The hundreds of acres of fields surrounding the airport have become the perfect habitat for the field vole, a small rodent.
In addition to being cute, the field vole is also an attractive food source for predators. During peak times at the airport, their numbers swell to more than 10,000, providing the perfect meal for all types of animals.
"They are the plankton of the flats," said Bud Anderson, a raptor biologist. "Everything eats them – Great Horned Owls, Red-tailed Hawks, coyotes, you name it."
Having animals around the runways, however, can prove dangerous for planes in the air and on the ground. While fences can keep large animals like coyotes out, there’s no surefire system to keep birds away.
"There's no way we can really teach them to avoid planes," said Mikki Verhover, a biologist with the airport. "It’s not in their capabilities to understand how fast a plane is moving. So if they detect a plane, by the time they detect it, it's already where they are."
When a bird strikes, it can do serious damage to an airplane. It can destroy an engine, rip into a wing, or go right through the windshield. In 2013, there were 11,315 reported bird strikes across the country, although only 601 caused any damage. Here is the FAA bird-strike database
Biologists use a wide array of deterrents to keep raptors away, including pyrotechnics and other scare tactics. While some resident raptors have learned to steer clear of the flight path, for young birds, the lure of the vole can be too much, so workers will try to relocate them.
The process begins with a series of raptor traps set up around the perimeter of the airport. When one is tripped, a satellite transponder sends a text message to a team of biologists. The birds are then examined, put in a pet crate, and shipped 80 miles north to the Skagit Valley.
The program has a unique agreement with the Bellair Airporter, an airport shuttle service. Each bird gets a seat on a van with other travelers. This process means a bird can be relocated within a matter of hours, minimizing crate time and stress.
Once the birds arrive in the Skagit Valley, they are weighed and measured. They also are given ankle bands or wing tags and their information is entered in a nationwide database
"We want to know where they go. We want to know where they show up.

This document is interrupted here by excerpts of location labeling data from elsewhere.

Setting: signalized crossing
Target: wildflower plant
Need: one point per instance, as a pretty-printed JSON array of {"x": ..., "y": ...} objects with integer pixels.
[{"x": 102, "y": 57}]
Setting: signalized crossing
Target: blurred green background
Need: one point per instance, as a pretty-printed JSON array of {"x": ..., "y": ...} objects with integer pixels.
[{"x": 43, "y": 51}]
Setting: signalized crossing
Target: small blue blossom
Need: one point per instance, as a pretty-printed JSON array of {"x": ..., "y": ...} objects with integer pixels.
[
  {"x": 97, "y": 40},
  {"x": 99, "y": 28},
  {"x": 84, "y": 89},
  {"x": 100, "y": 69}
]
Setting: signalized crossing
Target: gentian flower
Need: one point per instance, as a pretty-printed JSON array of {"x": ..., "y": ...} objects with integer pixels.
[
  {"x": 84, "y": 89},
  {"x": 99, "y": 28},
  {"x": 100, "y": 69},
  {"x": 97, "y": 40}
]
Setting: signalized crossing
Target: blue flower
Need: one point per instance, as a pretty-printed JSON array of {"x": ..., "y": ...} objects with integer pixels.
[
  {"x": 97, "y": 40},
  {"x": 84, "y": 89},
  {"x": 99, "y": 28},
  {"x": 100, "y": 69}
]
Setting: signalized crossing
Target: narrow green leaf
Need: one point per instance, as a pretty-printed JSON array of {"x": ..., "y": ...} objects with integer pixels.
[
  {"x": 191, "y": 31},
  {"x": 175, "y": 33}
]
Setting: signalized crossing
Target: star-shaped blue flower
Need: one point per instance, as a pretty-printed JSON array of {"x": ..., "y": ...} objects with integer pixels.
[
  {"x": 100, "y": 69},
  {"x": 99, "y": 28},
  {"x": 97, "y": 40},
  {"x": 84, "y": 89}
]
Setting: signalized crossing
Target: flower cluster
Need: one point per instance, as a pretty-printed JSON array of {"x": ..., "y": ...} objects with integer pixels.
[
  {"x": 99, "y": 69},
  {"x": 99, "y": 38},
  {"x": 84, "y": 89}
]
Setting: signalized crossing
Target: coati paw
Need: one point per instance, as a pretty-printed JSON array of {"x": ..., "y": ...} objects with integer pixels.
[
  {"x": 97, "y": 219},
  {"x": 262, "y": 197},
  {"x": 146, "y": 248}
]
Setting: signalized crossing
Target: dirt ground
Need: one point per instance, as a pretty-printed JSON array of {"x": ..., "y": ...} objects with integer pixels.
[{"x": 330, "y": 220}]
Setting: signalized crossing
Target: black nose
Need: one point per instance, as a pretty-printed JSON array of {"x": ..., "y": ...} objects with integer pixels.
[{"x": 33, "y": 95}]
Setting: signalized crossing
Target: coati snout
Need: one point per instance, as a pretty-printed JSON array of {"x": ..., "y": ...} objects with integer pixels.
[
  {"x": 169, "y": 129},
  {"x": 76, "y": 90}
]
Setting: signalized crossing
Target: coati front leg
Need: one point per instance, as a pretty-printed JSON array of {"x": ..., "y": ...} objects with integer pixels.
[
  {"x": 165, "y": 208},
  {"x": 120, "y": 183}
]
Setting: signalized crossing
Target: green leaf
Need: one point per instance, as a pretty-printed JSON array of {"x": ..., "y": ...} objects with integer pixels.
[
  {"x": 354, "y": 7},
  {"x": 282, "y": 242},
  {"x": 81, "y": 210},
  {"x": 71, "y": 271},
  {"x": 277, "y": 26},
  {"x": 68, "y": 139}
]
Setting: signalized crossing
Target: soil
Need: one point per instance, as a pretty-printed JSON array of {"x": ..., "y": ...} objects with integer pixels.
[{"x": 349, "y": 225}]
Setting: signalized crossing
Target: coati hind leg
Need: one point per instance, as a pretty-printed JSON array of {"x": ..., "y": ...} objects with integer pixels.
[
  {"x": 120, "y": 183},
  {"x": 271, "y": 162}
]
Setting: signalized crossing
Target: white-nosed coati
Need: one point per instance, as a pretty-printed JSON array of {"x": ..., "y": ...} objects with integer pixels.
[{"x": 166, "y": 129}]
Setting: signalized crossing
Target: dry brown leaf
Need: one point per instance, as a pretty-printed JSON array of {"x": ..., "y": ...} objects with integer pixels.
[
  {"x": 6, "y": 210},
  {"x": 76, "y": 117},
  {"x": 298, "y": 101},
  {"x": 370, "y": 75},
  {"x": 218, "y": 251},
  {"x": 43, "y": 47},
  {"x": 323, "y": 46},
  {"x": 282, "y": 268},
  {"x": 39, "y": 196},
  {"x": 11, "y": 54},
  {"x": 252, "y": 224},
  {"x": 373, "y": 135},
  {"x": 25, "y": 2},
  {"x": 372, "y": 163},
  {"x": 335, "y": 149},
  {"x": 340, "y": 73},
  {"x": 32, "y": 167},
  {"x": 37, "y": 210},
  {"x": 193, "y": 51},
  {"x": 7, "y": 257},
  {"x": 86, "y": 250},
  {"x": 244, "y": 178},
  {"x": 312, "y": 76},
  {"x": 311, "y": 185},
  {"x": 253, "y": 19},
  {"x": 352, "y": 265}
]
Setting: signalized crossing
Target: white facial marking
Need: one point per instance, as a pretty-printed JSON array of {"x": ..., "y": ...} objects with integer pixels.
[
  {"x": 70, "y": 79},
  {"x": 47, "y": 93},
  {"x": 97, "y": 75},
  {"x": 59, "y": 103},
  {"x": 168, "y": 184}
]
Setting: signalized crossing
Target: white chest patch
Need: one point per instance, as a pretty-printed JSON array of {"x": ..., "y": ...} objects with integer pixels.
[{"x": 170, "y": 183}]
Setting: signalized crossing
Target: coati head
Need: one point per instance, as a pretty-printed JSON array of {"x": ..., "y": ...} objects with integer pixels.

We especially want to know if they come back to the airport or not," said Anderson, who has been working with birds for half a century. “If they come back, then that tells us that maybe we need to move them further."
Raptors typically wander for the first two or three years of their life before finding a mate and settling down. Some of the birds that have been relocated from Sea-Tac have been spotted as far north as Nanaimo, British Columbia, and as far south as Sacramento, biologists said.
In the 13 years of the program, more than 686 birds have been relocated. Only seven have returned to the airport.
Anderson added that the Skagit Valley can be a paradise for raptors.
"Lots of food, open fields, no jets," added Anderson. "There are so many field mice and other sources of food like rabbits. They do very well here."